I’m leaving out, perhaps deliberately,
because it was very hard for me to read, the violence
against women that permeates the culture.
It’s a big part of my book because so little
has been written about it and because this administration
has made claims to having liberated Afghan women and
fixed their situation up just fine. That’s very
far from the truth. Afghan culture separates men and
women so effectively that most men who go to Afghanistan
as journalists or to write books about it never even
meet an Afghan woman. It’s not permitted. So if
you think about books that you’ve read about Afghanistan,
you’ve been reading about Afghan men.
The women’s story is a very different one and
it has not really been told. So I tell a lot of stories
about the work I did with women in the prisons and the
hospitals in Kabul, trying to care for female victims
of suicide attempts. That tells you much more about
the status of women in Afghanistan: that so many young
women are trying to kill themselves. There are a number
of those very grim stories in my book, but I think it’s
important that we know about them.
And what are the solutions then to the whole
situation of the international community helping Afghanistan?
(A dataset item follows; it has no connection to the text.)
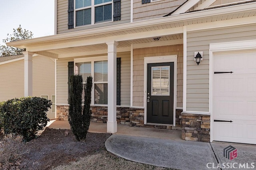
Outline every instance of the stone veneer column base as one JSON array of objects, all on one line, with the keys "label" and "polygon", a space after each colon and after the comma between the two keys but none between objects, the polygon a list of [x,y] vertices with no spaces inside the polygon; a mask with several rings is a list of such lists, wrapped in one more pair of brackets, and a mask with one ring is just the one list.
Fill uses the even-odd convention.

You’re not supposed to be trying to “help
people”, but assist in providing the tools to
help themselves.
There aren’t any easy answers to these very
complex situations, which is perhaps something our government
should think about before it goes messing with other
countries. But I would say that where aid goes awry
is in its intention. And for aid to be effective, efficient,
helpful, it has to come out of genuine motivation to
give assistance to the people of the country and to
make their lives better in very fundamental ways —
like providing them with clean water and electricity
and sanitation, or helping them find the means to provide
those things for themselves. When aid is delivered by
countries who are just trying to look out for their
own interest, that doesn’t help people at all.